This week I committed a heinous crime against my students. Yes, I lost my head entirely. My transgression came in the form of an exam problem. The results were not pretty.
The occasion of my sin was a unit on business math. I wrote a multi-part exercise on annuities. The assault on my students occurred in part (b), so let me set the scene of the crime by describing part (a). If you do not have a strong stomach, you may wish to stop reading at this point.
Okay, you were warned. Part (a) asked my students to compute the maturity value of a 15-year annuity: $80 deposited monthly in an account paying a 4.2% annual rate. If you do the math, which in this case merely means plugging the numbers into a nice formula and pressing the right buttons on your calculator, you discover that the annuity will result in about $20,000. Students did well on part (a).
Part (b) asked my students to compute the present value of the annuity in (a). That's the amount of money you would have to put into a regular compound-interest savings account today, in one lump sum, in order to have the same amount of money in the same fifteen years as the maturity value of the given annuity. Since you wouldn't be putting in any monthly payments, the present value must be a good-sized lump of money. We have a nice formula into which you can plug the pertinent amounts, after which the calculator does all the work. But then ... I struck!
I wrote part (b) without including the words present value. Instead, the problem merely said, “How much should he deposit in a savings account today at 4.2% (compounded monthly) so that he will have as much money in 15 years as the annuity in (a)?” Panic ensued. Hysteria! Tears!
I exaggerate. Slightly. Because I described the quantity I wanted them to compute instead of specifically giving them the name of the quantity, many students had no idea which formula they needed to plug into. They knew the name, but not the property. If I may paraphrase the response of some: “You didn't tell us what to compute.”
A few hearty souls resorted to first principles. They had the result in (a) and they had a formula for compound interest, so they plugged in the maturity value of the annuity into the future value of the compound interest account and solved for the initial deposit (the principal). Good for them. This approach was riskier than using the present value of an annuity formula because it required that they have the correct result in (a), but it was a valid calculation. (It was a little more work, too, than just using the specific present value formula.)
Other students desperately plugged into the same formula as in (a) and gave me the exact same amount again. Uh, right. Others used the same formula in (a) to figure out the monthly deposit required for an annuity and proudly told me the answer was $80 (or, more often, $79.99 because of rounding error). But that was for an annuity and was already given in part (a).
When I returned to the scene of the crime and gave the students back their exams, they were pleased by the overall results (the class average was high). Part (b) had been a disappointment for many, however.

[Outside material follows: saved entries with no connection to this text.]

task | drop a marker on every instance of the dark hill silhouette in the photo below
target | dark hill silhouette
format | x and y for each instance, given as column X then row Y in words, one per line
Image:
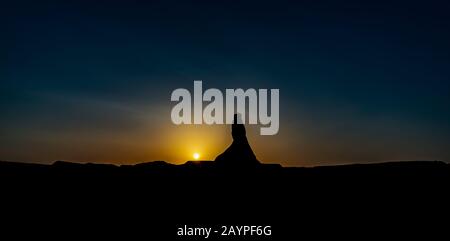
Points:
column 239, row 154
column 148, row 200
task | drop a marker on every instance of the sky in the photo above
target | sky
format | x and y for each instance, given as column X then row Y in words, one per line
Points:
column 90, row 81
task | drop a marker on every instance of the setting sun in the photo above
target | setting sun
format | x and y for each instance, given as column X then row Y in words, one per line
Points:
column 196, row 156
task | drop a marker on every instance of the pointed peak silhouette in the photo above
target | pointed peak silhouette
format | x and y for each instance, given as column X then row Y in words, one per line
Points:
column 239, row 153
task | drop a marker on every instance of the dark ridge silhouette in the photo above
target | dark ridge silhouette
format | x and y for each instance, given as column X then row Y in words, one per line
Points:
column 239, row 153
column 149, row 201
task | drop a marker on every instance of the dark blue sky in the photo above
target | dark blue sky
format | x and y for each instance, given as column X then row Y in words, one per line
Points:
column 91, row 80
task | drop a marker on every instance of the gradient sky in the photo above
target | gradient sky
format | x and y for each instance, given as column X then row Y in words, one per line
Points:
column 90, row 81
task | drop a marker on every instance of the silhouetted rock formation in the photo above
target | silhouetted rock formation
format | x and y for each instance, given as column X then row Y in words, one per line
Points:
column 239, row 153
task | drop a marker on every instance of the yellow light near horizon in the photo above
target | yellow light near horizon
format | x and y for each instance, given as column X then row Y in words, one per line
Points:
column 196, row 156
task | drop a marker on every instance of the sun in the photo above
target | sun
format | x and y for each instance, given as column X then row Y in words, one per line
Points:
column 196, row 155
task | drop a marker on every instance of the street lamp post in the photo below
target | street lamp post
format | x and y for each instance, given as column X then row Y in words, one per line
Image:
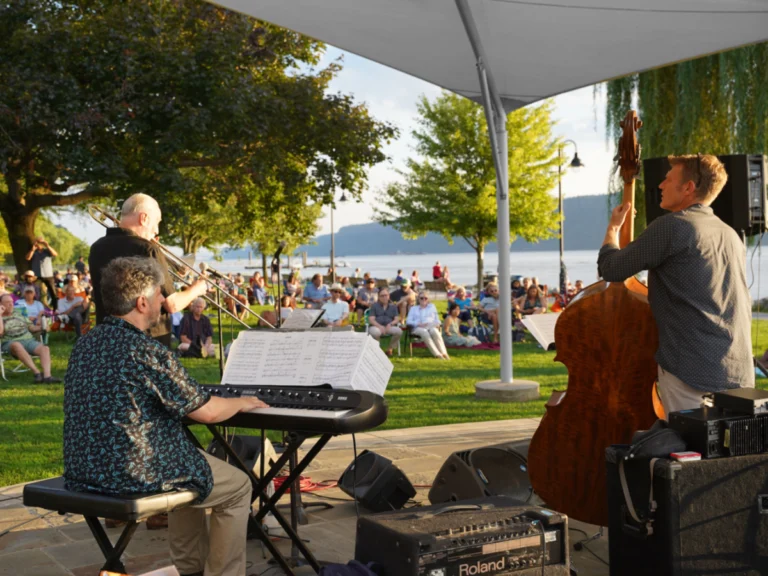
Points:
column 575, row 163
column 333, row 241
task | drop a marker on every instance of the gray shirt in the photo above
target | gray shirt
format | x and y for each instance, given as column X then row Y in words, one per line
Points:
column 698, row 293
column 383, row 315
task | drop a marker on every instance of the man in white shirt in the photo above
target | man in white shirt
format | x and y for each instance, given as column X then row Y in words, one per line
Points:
column 72, row 308
column 336, row 311
column 490, row 305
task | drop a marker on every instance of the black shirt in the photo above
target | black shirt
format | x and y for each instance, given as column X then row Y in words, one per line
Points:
column 120, row 243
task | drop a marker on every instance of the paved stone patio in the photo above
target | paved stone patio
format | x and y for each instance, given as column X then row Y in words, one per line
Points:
column 53, row 545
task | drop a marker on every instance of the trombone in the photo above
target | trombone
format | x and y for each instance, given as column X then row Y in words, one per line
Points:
column 177, row 265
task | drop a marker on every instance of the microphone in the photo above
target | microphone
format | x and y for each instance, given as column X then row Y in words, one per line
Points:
column 280, row 248
column 211, row 271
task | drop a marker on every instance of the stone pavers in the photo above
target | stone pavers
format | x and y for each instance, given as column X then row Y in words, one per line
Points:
column 53, row 545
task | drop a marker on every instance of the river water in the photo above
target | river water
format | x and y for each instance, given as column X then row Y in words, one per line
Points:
column 581, row 265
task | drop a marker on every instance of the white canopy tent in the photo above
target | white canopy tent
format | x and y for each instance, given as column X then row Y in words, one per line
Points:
column 509, row 53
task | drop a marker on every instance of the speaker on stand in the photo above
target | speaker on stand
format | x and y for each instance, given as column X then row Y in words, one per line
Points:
column 500, row 470
column 376, row 483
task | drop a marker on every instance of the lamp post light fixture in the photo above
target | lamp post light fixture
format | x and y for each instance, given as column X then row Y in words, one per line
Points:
column 333, row 242
column 575, row 163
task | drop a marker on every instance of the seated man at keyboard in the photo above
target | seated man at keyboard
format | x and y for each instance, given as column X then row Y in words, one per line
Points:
column 125, row 396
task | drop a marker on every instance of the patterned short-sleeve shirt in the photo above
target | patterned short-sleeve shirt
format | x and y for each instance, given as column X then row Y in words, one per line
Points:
column 125, row 396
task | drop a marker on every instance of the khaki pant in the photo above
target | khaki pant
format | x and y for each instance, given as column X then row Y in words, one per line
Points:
column 432, row 339
column 394, row 331
column 676, row 395
column 218, row 549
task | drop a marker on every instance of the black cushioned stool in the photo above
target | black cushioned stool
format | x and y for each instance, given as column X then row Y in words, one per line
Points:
column 51, row 495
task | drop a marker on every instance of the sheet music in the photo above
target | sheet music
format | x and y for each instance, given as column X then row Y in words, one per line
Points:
column 374, row 369
column 542, row 326
column 345, row 360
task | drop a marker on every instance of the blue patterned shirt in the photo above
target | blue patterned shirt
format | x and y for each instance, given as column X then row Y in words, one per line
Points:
column 125, row 396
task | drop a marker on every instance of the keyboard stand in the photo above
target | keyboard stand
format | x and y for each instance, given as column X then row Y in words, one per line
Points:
column 294, row 440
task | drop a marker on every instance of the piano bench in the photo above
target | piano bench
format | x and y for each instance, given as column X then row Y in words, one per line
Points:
column 52, row 495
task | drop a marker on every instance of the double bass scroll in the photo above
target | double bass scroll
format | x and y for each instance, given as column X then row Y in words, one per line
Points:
column 607, row 339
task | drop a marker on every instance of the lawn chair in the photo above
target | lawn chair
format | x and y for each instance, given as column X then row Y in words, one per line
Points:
column 367, row 325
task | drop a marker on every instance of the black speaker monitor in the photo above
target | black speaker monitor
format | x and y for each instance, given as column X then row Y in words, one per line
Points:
column 742, row 202
column 376, row 483
column 500, row 470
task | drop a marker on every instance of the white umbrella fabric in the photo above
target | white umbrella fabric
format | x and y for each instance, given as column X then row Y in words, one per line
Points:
column 509, row 53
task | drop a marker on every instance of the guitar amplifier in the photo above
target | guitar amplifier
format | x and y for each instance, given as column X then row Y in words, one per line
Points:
column 711, row 516
column 483, row 536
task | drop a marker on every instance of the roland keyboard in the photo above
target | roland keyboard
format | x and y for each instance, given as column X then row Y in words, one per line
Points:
column 309, row 409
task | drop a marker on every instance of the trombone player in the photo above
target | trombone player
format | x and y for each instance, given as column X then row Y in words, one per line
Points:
column 139, row 226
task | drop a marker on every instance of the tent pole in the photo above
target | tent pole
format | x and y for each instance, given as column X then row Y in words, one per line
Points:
column 496, row 118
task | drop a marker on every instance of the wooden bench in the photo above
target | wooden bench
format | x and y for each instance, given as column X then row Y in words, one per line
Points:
column 52, row 495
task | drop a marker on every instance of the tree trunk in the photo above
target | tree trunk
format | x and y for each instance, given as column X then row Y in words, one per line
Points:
column 480, row 251
column 20, row 221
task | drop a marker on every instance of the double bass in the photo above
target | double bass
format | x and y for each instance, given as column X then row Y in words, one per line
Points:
column 607, row 339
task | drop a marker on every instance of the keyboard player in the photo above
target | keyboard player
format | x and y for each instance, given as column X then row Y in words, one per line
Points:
column 125, row 398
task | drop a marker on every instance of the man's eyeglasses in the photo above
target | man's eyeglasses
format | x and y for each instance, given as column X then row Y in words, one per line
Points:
column 698, row 170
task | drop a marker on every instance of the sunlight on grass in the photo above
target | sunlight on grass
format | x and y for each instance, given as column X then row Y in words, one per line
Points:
column 423, row 391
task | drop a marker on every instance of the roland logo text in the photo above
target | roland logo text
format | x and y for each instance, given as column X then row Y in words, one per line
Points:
column 481, row 567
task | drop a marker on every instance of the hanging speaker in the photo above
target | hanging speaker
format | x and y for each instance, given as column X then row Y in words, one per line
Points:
column 376, row 483
column 500, row 470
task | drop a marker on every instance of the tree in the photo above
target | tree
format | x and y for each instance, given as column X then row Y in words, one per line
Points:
column 717, row 104
column 451, row 188
column 103, row 98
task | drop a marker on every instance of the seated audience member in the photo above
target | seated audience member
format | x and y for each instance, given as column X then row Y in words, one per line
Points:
column 258, row 288
column 34, row 308
column 559, row 304
column 176, row 318
column 404, row 297
column 445, row 279
column 424, row 323
column 349, row 293
column 517, row 288
column 490, row 307
column 71, row 309
column 384, row 319
column 29, row 279
column 532, row 303
column 140, row 415
column 196, row 332
column 336, row 311
column 451, row 332
column 287, row 306
column 16, row 332
column 437, row 271
column 293, row 287
column 316, row 293
column 365, row 297
column 464, row 304
column 236, row 303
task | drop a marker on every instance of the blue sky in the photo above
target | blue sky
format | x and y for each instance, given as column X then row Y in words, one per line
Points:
column 391, row 95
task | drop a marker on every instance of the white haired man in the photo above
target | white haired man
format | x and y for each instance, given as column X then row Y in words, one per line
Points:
column 139, row 225
column 125, row 397
column 196, row 330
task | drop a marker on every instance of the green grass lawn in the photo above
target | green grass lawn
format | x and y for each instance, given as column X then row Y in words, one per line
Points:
column 423, row 391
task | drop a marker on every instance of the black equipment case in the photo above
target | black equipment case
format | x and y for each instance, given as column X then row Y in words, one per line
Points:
column 711, row 516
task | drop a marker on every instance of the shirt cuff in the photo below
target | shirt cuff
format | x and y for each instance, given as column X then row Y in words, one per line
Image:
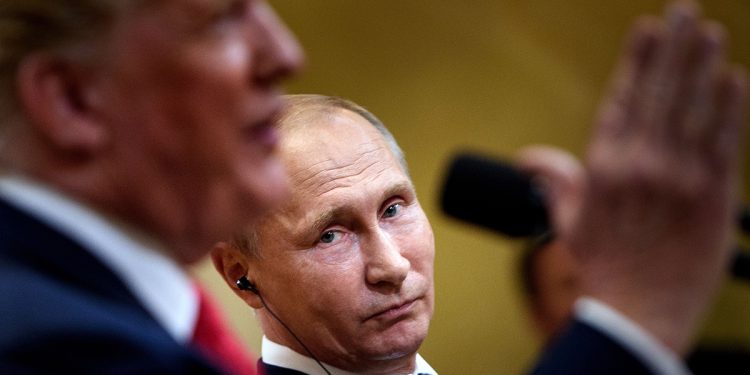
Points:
column 654, row 355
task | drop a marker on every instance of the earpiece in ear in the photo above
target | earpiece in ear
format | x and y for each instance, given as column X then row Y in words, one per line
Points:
column 244, row 284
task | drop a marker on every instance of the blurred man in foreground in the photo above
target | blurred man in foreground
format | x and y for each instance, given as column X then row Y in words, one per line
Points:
column 134, row 135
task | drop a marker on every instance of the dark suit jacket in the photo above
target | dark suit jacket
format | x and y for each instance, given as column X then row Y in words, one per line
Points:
column 266, row 369
column 62, row 311
column 581, row 349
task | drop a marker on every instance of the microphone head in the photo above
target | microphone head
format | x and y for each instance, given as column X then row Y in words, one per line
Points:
column 493, row 195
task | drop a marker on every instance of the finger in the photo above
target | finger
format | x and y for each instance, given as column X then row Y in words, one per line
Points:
column 697, row 108
column 660, row 90
column 636, row 56
column 562, row 177
column 731, row 99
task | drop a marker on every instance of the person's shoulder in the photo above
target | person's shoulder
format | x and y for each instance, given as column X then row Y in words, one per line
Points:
column 49, row 328
column 582, row 349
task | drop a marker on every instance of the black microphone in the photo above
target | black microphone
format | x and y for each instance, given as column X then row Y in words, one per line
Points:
column 494, row 195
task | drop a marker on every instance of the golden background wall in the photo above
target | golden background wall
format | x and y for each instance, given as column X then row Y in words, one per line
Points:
column 489, row 75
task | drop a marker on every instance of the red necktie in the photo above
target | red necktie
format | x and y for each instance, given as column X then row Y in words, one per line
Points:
column 216, row 341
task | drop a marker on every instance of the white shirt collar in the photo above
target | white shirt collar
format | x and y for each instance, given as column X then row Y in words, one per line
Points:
column 157, row 281
column 282, row 356
column 652, row 353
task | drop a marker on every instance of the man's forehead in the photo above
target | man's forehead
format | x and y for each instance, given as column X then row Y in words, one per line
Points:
column 334, row 144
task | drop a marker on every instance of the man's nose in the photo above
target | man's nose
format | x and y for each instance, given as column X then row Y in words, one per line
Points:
column 278, row 54
column 386, row 266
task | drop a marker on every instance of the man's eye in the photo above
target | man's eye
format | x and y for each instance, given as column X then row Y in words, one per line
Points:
column 330, row 236
column 392, row 210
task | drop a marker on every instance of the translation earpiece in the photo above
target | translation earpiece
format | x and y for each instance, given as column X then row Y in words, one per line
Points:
column 244, row 284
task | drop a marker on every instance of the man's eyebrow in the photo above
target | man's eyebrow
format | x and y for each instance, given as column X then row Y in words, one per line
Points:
column 401, row 188
column 328, row 216
column 324, row 219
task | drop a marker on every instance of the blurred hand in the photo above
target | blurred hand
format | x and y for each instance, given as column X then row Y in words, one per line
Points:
column 650, row 218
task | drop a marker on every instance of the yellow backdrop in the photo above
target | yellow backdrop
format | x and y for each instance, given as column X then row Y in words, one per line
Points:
column 490, row 75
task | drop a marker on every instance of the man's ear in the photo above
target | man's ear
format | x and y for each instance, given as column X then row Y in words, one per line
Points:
column 232, row 264
column 58, row 97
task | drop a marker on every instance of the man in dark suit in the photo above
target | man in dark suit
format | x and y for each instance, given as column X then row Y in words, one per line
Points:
column 649, row 216
column 134, row 135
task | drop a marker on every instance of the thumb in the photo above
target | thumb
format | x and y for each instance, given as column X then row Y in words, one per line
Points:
column 561, row 176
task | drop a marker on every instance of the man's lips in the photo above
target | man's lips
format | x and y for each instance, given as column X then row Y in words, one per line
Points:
column 265, row 133
column 394, row 311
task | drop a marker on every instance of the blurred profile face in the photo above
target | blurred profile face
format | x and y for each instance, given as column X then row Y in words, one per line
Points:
column 190, row 89
column 347, row 263
column 557, row 288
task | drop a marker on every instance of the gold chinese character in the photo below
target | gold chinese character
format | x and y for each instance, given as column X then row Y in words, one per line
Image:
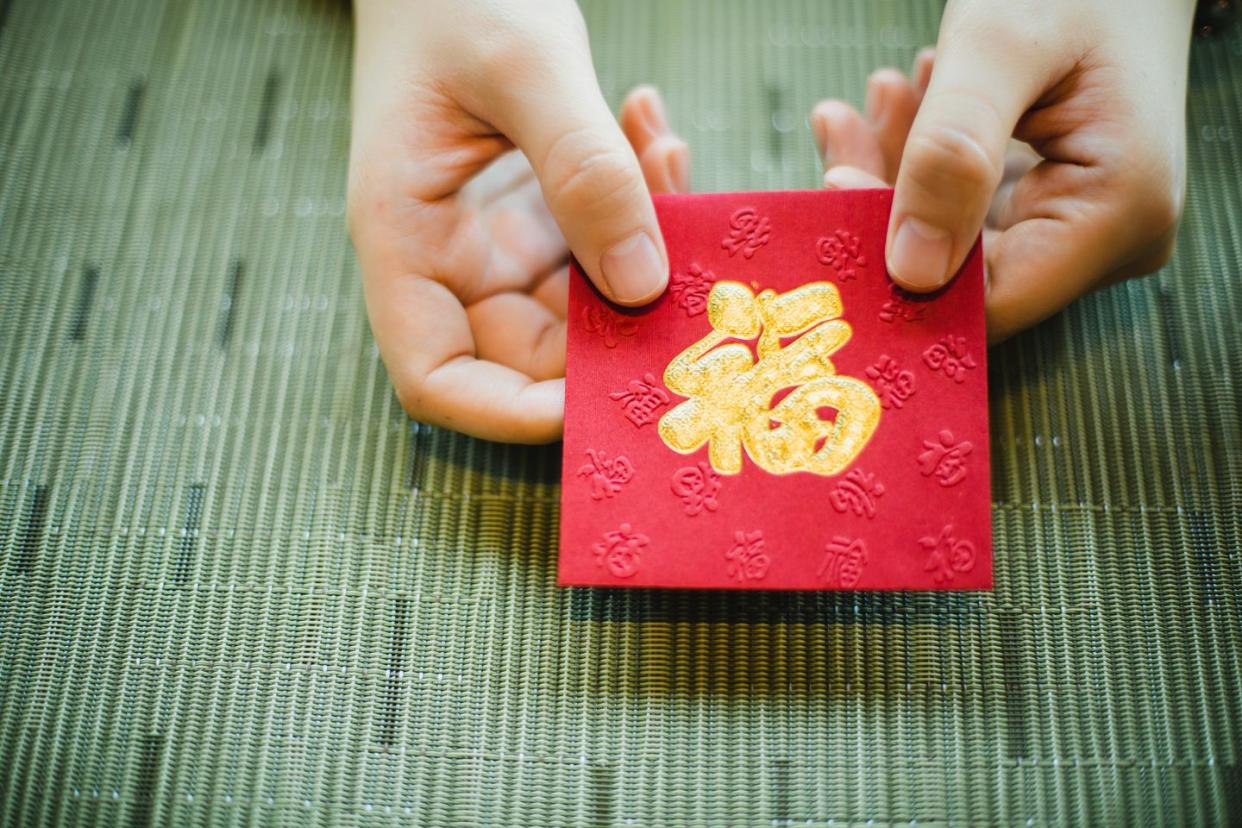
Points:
column 732, row 390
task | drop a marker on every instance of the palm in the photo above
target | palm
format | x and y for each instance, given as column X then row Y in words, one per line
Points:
column 467, row 283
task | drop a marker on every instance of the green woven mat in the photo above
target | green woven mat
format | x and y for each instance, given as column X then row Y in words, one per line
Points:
column 237, row 586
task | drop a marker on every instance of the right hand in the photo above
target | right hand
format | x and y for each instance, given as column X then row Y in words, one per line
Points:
column 463, row 242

When the solutions went up on the board, several were stunned:
“Oh, is that all?”
“But you didn't say present value!”
“You could have told us!”
I replied: “But the text of the problem exactly describes what a present value is. You need to know what it is you're computing as well as how to compute it.”
Not everyone was mollified.
“Well, you could have given us a hint that you wanted present value!”
I replied: “Okay. Did you notice how I labeled the answer blank on part (b)?”